それは未来予測の能力のためだけでなく、自身のいつもの習癖から導いた推測。
だからといって、簡単に平静を取り戻せるほど彼女は強くなかった。
未来を識る者だからこそ、いつもは周囲に求められるままに冷静な態度を貫こうとしているだけ。
なぜなら、彼女の不安な態度はそのまま不安要素を含んだ未来を示唆してしまうからだ。
「私は完璧じゃないわ」
ついと言い訳を口にしてみる。
「私の能力にだって限界がある」
重ねた呟きに、自嘲的な笑みが唇に浮かぶ。
だから、なんだというのだろう?
不安を抱く仲間に自分はありきたりな気休めを言うことしかできなかった。
彼の心が少しでも軽くなるよう、最も効果的と思われる言葉を選んだだけ。
それは未来予測の恩恵をわずかに混ぜた対応。
否定するわけではないが、自分の能力の本来あるべき使い方はこんなものではないはずだった。

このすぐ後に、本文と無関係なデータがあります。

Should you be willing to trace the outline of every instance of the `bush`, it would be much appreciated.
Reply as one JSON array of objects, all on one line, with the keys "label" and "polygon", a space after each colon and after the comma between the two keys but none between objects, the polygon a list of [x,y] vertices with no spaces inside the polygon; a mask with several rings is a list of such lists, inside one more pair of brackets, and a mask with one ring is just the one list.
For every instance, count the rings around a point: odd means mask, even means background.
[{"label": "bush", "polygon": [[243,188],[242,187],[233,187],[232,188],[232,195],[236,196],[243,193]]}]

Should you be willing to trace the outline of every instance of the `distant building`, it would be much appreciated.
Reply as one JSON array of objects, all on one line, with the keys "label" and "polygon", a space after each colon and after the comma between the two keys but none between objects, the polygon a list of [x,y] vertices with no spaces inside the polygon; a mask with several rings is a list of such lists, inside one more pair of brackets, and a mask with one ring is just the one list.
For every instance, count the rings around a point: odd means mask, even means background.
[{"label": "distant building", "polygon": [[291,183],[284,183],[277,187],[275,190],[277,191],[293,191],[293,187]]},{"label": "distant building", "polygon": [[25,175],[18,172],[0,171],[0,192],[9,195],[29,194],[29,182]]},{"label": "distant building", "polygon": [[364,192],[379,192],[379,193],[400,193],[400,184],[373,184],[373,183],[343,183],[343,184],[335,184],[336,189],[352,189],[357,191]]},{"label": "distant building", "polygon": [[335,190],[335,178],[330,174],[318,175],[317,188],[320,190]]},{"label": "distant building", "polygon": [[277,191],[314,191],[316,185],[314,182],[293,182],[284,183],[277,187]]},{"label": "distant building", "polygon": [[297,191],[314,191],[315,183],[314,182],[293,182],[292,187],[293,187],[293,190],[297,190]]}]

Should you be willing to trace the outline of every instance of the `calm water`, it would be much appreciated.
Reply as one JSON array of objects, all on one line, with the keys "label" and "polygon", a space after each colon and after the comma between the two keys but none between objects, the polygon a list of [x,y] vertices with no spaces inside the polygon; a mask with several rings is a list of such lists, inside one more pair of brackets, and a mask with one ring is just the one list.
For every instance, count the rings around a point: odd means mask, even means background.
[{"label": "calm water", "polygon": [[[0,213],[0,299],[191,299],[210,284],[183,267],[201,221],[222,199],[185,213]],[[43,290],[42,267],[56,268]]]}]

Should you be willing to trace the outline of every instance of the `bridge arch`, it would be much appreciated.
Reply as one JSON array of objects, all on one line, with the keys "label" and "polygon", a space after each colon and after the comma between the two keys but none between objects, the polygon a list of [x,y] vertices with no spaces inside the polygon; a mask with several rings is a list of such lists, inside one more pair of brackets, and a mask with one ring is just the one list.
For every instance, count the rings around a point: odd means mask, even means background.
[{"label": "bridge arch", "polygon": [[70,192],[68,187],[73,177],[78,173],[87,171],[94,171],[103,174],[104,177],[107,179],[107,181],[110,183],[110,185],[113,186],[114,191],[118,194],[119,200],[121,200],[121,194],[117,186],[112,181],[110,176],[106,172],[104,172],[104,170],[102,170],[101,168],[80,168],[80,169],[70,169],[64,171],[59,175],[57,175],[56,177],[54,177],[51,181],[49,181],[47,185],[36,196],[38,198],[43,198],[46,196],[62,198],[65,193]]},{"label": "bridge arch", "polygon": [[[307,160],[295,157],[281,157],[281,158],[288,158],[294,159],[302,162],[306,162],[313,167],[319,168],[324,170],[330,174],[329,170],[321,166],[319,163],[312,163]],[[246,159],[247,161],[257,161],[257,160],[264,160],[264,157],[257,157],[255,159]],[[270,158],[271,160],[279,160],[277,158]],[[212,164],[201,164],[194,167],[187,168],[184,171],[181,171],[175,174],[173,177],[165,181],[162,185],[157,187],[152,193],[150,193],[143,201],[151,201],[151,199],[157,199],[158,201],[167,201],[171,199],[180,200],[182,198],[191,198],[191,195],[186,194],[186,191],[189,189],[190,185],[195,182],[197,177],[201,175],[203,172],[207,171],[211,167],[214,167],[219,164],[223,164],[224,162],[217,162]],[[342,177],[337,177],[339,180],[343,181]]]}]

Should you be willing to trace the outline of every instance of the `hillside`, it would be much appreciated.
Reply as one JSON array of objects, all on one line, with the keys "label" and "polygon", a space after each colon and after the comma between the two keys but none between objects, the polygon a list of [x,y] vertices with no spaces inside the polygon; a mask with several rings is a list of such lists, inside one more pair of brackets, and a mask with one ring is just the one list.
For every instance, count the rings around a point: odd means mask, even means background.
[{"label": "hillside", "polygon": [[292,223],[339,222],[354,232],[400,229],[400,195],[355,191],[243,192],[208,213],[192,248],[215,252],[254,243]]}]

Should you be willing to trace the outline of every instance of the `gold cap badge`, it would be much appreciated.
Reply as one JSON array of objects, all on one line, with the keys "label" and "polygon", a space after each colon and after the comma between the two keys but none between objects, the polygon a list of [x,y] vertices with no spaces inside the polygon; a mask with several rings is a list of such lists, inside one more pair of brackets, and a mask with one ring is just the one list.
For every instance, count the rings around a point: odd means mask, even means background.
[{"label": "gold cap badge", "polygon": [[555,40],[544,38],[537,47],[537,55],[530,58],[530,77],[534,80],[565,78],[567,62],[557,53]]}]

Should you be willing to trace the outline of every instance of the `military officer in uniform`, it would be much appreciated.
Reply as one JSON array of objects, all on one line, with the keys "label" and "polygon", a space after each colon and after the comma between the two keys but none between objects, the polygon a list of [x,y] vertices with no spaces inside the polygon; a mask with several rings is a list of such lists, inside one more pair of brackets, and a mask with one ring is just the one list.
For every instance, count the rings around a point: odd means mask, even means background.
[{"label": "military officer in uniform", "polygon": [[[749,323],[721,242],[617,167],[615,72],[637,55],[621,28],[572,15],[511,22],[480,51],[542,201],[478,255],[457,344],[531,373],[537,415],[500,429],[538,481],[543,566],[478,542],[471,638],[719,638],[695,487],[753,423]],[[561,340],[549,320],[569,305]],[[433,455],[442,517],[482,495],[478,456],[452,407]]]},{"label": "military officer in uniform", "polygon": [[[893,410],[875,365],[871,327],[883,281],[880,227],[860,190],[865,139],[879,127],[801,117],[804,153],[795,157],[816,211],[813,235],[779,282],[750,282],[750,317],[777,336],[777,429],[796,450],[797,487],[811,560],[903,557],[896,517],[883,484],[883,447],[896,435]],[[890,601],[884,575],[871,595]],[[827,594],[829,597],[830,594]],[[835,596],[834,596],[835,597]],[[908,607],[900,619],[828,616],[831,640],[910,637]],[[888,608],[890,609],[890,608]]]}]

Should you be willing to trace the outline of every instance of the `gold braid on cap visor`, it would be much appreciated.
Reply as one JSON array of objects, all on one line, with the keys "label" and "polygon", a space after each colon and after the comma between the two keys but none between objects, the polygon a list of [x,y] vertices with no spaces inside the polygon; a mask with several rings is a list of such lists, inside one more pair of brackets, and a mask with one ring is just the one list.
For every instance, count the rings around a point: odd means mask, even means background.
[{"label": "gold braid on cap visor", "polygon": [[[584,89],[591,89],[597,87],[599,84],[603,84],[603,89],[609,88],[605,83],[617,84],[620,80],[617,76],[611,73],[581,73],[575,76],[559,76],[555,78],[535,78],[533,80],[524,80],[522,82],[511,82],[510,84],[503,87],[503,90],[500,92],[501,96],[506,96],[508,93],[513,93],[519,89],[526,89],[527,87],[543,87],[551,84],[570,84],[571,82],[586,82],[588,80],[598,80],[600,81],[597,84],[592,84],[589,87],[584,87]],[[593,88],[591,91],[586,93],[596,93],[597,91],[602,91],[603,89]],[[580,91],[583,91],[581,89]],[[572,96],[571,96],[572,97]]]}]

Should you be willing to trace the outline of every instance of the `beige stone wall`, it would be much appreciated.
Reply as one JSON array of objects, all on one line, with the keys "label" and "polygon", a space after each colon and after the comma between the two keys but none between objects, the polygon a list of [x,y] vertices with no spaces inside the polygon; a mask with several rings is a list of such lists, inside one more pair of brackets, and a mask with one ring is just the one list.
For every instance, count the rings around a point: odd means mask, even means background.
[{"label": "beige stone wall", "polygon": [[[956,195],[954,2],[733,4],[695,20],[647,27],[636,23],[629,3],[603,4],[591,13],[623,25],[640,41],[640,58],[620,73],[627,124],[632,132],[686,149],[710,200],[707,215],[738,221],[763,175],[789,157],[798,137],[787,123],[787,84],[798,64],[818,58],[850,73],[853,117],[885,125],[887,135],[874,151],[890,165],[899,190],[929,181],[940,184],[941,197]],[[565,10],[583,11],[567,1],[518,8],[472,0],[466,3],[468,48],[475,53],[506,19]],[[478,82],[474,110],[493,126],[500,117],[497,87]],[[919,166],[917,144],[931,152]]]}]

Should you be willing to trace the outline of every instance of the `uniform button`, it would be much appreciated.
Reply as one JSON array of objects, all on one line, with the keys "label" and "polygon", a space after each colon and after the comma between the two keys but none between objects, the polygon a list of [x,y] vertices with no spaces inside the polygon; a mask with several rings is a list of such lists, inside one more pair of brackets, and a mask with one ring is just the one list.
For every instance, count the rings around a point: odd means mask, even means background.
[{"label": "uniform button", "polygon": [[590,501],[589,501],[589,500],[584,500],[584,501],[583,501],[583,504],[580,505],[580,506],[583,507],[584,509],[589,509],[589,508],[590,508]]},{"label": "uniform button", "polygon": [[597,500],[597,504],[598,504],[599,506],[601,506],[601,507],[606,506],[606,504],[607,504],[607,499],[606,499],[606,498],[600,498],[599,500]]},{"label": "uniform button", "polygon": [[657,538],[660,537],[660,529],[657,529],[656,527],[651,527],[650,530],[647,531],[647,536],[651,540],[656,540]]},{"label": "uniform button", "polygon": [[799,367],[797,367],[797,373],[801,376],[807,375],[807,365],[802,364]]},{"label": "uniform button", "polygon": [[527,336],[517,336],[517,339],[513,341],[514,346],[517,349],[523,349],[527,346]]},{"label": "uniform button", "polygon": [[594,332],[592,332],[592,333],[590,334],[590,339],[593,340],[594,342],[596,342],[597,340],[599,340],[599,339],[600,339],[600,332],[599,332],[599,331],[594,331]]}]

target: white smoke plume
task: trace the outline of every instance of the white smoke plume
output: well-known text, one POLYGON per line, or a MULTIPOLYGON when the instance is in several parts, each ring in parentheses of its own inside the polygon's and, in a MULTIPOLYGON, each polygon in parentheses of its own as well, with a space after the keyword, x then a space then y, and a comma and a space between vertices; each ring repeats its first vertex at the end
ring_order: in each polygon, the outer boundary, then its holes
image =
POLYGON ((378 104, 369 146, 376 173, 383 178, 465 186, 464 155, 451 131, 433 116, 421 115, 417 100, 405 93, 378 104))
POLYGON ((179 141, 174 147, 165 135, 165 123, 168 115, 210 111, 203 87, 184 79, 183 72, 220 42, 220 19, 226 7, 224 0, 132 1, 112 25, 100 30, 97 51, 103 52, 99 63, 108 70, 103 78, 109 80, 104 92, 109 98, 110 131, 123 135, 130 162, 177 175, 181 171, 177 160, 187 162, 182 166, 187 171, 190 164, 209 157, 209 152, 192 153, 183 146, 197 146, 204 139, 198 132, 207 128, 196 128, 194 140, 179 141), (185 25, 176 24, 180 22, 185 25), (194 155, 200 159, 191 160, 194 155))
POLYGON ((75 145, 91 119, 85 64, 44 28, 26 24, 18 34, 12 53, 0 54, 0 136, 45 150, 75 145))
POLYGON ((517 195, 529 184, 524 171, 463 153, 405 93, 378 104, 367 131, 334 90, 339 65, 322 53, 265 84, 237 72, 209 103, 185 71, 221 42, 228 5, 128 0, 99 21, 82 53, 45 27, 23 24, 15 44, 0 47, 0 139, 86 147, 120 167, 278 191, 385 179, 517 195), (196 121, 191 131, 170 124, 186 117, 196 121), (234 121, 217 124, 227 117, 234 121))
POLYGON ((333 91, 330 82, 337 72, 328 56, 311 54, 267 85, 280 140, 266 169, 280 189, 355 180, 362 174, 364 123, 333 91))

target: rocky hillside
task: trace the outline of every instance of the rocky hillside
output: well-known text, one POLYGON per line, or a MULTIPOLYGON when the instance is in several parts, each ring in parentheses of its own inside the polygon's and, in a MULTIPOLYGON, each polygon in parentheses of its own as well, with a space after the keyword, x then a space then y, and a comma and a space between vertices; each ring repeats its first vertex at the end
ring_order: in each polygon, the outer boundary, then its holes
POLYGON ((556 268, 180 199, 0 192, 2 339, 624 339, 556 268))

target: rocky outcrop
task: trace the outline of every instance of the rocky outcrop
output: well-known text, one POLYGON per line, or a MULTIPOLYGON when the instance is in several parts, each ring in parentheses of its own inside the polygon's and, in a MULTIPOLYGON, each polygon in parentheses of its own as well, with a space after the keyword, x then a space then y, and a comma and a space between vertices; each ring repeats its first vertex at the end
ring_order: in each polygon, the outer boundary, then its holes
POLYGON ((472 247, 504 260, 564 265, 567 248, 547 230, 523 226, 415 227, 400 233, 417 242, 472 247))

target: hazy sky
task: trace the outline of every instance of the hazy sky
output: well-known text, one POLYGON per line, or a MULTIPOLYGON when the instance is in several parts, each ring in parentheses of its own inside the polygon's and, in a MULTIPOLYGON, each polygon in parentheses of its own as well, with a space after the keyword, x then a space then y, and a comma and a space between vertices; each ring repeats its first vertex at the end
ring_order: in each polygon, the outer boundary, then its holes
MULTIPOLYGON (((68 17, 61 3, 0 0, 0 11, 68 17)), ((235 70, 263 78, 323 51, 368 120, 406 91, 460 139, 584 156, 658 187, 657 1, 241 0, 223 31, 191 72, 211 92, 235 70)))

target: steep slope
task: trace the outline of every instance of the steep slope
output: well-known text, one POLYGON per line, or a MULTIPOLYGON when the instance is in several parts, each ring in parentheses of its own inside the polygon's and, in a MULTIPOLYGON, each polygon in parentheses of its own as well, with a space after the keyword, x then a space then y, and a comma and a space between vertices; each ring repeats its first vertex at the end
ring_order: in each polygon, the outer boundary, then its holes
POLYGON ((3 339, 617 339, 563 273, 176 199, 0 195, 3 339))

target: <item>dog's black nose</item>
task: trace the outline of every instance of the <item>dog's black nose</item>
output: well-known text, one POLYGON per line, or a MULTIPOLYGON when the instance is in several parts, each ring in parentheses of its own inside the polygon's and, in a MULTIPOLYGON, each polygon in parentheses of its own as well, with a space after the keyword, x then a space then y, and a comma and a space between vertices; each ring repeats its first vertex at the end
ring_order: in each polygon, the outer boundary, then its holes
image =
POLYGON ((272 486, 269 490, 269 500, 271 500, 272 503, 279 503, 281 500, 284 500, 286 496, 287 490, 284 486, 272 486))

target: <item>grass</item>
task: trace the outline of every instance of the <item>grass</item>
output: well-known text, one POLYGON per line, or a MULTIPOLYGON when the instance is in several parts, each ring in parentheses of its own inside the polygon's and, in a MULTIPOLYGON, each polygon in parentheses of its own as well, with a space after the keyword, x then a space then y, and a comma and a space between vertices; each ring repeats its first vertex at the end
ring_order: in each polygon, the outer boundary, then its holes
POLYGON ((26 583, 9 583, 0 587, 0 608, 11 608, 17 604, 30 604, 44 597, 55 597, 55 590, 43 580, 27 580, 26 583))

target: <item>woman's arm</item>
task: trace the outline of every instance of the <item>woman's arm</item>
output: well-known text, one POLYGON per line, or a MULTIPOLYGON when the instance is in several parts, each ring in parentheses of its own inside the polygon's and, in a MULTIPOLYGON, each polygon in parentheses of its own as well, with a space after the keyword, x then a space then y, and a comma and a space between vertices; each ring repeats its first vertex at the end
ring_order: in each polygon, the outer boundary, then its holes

なのに、一番必要とされ、役立つべきところでは無力でしかない。
「本当に…」
情けない。
と、ふいに彼女の思考が止まった。
同時にもたれていた木の扉を向こうからノックする音が響く。
落ち込みに気をとられてノックされる寸前まで気づかなかったが、彼女はすぐに来訪者が誰であるかを理解した。
扉の外には『CLOSE』の札。
ならば、不在を装って黙っていようかしら?
でも自分がここにいることなどバレてしまっていそうだし。
居留守を使ったらややこしいことになりそうね、と彼女は軽くため息をついてノブに手をかけた。
瞬時にして作りだした穏やかな笑みを唇にのせ、扉をあける。
「突然、どうしたの?」
その目の前に真っ赤なバラの花束が差し出された。
それはもういつものことであり、予測どおりでもあり、驚きはしない。
「なに、恋占いネットが久しぶりに休業中だと聞いてね。アンティ、君をお茶に誘いにきたんだ」
さわやかな笑顔を見せる青年はそう言って、気取った風に腕を差し出した。